En “La riqueza de las naciones” se completa el concepto clásico de liberalismo económico y se extiende el horizonte que los fisiócratas circunscribían a la tierra como única generadora de riquezas, con una coincidencia troncal: el intervencionismo de los burócratas estatales, el exceso de legislación reguladora y una carga tributaria excesiva. Todo ello tiene una relación inversamente proporcional a las aspiraciones de expansión económica de los pueblos.

A grandes rasgos, el ministro de Economía, Martín Guzmán, comparte esa visión de equilibrio entre la indispensable potencia del emprendedorismo privado y el necesario marco de condiciones que puede proporcionar una estructura pública eficiente en aquellos campos donde la escasa rentabilidad vuelve inviable el desarrollo empresarial. Estamos sin dudas frente a un técnico solvente que analiza la realidad económica desde una posición de equidistancia, pero sin autoridad política para avanzar.

Guzmán personifica la simbiosis entre Smith y Keynes, pero su jefe representa el temor a la furia cristinista, con lo cual el Gobierno nacional entra en un choque paralizador. Sin campo de acción, sin legitimidad de origen y sin tiempo suficiente para aplicar recetas de largo plazo, el ministro zen del heterogéneo gabinete nacional busca corregir tarifas, acordar con el arco empresarial, aprovechar los vientos positivos de la exportación oleaginosa y navegar por instrumentos en la bruma de la pospandemia y la guerra, con vectores de orientación que conduzcan a la economía hacia el círculo virtuoso de oferta y demanda en armonía.

Es decir: salarios aptos para satisfacer necesidades de primero, segundo y tercer orden, oportunidades de empleo registrado y por sobre todo rentabilidades razonables para que los inversores se atrevan a repatriar fondos, a salir del mercado de bonos y acciones, a monetizar sus bitcoins; en pocas palabras: a asumir riesgos volcando dinero paralizado a los circuitos positivos del mercado, ese ámbito social donde las familias y los productores acuden para satisfacer sus necesidades y ofrecer sus productos.

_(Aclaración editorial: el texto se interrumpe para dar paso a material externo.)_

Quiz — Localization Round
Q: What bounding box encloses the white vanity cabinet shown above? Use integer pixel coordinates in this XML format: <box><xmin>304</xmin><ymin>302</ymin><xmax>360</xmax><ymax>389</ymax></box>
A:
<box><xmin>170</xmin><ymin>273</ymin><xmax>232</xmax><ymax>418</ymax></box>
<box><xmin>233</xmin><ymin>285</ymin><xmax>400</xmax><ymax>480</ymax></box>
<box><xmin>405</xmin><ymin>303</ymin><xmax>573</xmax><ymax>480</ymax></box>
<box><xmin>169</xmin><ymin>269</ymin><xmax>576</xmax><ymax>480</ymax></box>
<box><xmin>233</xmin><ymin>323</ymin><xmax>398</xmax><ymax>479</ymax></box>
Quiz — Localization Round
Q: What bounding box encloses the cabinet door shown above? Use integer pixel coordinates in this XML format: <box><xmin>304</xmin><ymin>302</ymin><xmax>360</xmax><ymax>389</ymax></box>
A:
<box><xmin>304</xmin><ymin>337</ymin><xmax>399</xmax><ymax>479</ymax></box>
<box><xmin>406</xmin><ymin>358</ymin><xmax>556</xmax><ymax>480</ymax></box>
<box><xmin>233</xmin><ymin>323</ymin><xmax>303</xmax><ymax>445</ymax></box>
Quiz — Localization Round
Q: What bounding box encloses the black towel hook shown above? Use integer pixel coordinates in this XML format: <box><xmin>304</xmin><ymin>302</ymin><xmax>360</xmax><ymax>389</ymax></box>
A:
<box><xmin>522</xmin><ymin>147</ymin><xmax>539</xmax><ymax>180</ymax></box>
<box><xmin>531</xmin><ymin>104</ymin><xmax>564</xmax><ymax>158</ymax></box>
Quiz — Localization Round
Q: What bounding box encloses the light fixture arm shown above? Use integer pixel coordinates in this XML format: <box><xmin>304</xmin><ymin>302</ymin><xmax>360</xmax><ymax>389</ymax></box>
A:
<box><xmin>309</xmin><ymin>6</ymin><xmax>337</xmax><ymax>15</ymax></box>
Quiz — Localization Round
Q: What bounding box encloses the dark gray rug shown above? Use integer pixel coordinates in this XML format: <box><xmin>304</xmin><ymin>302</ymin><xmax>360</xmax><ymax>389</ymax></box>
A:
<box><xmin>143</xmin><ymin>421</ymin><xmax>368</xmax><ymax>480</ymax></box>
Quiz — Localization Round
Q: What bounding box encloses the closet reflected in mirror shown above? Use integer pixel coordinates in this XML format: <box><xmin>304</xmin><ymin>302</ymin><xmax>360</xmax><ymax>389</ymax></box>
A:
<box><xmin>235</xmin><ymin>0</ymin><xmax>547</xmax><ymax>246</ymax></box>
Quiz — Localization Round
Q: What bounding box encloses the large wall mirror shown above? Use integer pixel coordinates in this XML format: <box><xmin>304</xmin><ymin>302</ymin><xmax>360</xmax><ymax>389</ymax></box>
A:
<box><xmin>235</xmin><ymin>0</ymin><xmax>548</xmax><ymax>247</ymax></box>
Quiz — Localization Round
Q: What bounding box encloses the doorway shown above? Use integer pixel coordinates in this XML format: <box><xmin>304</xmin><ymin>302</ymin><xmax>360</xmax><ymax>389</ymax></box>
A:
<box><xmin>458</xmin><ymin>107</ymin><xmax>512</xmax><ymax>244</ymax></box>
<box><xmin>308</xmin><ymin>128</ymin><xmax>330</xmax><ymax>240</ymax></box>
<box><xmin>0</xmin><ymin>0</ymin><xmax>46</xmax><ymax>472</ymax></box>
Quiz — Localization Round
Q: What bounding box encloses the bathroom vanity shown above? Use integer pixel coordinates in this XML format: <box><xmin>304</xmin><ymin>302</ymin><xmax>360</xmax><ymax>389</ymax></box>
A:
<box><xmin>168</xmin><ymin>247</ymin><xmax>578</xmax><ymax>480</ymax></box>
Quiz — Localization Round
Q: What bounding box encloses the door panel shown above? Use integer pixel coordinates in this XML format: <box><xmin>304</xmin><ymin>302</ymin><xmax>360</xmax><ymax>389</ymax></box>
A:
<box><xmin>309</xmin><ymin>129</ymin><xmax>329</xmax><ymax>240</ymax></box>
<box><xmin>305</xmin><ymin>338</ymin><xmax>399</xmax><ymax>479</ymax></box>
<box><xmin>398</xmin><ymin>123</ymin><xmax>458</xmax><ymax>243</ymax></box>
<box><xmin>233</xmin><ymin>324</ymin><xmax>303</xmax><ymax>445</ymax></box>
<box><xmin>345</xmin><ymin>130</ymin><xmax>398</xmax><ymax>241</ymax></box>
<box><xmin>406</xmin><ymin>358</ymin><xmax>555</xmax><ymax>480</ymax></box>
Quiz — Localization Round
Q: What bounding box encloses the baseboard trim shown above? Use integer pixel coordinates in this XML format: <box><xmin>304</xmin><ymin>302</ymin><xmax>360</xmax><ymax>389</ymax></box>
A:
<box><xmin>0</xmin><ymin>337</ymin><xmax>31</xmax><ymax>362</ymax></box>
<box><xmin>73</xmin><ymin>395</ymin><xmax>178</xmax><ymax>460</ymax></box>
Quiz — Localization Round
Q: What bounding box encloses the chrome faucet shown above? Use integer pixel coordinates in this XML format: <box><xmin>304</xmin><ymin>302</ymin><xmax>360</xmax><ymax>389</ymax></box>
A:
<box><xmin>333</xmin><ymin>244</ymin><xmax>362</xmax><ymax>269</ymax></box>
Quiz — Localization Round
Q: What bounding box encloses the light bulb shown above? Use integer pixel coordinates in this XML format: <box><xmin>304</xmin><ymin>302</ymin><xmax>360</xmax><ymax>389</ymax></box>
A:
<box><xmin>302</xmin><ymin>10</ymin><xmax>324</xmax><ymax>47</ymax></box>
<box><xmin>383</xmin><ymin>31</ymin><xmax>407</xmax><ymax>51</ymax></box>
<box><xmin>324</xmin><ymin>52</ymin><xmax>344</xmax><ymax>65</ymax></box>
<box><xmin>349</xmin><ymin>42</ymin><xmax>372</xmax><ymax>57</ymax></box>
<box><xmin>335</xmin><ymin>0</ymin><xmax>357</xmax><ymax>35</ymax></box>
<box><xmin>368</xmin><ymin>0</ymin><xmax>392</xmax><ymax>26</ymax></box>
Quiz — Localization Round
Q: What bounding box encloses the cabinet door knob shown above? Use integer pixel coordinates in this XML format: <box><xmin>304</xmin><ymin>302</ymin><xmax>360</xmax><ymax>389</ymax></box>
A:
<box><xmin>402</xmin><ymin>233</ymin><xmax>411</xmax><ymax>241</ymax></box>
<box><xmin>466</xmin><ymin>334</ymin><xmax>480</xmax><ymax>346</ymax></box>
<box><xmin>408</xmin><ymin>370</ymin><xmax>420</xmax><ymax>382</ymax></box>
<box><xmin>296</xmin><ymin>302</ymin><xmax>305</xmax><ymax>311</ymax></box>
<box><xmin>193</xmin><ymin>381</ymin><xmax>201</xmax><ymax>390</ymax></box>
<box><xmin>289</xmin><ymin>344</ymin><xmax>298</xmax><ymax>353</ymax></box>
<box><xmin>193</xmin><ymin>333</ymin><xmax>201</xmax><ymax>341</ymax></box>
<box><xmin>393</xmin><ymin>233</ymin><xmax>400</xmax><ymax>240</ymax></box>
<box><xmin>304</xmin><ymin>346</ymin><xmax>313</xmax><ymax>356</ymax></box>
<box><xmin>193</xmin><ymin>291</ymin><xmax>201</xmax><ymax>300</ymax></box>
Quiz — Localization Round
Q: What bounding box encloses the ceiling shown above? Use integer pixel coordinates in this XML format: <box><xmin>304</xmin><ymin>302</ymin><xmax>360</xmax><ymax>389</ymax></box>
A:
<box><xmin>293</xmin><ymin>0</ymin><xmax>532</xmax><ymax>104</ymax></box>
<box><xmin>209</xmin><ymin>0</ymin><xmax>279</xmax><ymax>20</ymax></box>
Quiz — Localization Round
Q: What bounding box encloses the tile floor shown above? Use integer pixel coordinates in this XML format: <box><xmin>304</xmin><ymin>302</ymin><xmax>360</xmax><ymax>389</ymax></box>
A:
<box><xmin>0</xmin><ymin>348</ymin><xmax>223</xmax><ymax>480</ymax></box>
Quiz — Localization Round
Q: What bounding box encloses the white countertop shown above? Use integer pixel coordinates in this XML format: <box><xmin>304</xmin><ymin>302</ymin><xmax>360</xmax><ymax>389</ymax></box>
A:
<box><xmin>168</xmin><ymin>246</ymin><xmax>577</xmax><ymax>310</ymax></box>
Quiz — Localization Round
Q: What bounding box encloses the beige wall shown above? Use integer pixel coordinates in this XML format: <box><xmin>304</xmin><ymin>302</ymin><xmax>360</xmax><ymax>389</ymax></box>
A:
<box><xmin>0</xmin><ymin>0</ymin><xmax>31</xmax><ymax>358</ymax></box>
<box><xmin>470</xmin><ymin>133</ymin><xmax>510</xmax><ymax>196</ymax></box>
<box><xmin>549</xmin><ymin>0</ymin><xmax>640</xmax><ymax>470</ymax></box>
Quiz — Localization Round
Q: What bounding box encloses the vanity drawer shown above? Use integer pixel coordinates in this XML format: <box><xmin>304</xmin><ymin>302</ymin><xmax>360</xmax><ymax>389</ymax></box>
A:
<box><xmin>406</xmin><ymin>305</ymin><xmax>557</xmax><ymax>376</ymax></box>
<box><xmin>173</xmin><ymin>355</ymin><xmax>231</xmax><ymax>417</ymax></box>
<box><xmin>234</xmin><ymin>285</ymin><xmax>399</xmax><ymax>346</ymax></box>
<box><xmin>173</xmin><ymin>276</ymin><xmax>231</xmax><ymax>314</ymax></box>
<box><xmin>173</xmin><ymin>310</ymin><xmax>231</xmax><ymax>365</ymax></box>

¿Parece simple, cierto? Lo es en la teoría, pero volvemos al concepto inicial de esta columna, que es la falta de confianza en un gobierno que no asume la responsabilidad de la hora. Un presidente que lanza una guerra contra la inflación sin movilizar una batería de medidas direccionadas a ese gran condicionante llamado déficit fiscal, no convence a nadie. Ni a la gente a la hora de votar ni a los empresarios a la hora de ampliar la oferta para disminuir la escasez especulativa.

Es básico señoras y señores. A mayor oferta, precios más bajos. A mayor demanda, precios más altos. Pero Cristina y sus corsarios siguen convencidos de que confiscar los dólares que ingresan gracias a las exportaciones es la herramienta conducente a la justicia social idealizada como el bienestar de los desposeídos que Perón rescató de la indignidad en 1946. El tiempo ha transcurrido. Parecieran no entender que lo que antes pudo haber servido para la equidad hoy resulta contraproducente al punto de que los principales generadores de riqueza del país deciden cambiar de domicilio a Brasil y Uruguay con tal de no quedar atrapados por las políticas ultrafiscalistas de La Cámpora.

Los ricos no son enemigos. Solo cuidan lo que ganaron porque han sido exitosos en sus respectivos campos de acción. No es momento de analizar si la hicieron por derecha o por izquierda. Pero coaccionarlos no es el camino. Debería ser al revés: controlar extremos como la colusión, pero al mismo tiempo seducirlos mediante posibilidades de negocios que reditúen, diseñar programas económicos que den como resultado ecuaciones simples, que permitan a lo asalariados vivir sin restringir sus consumos a pan y aceite, y a los empresarios crecer en un contexto predecible, con impuestos proporcionales a sus ganancias.

Lo demás es caminar juntos hacia un futuro que puede ser el que soñaron los prohombres fundadores de esta gran Nación. O por el contrario, continuar el descenso hacia las profundidades de la fractura social que convierte a los desclasados en carne de cañón de los planes subsidiarios, a los emprendedores en evasores y a los punteros políticos en agentes de la corrupción institucionalizada que hace unos años le permitió a un cajero bancario mutar en magnate de la obra pública.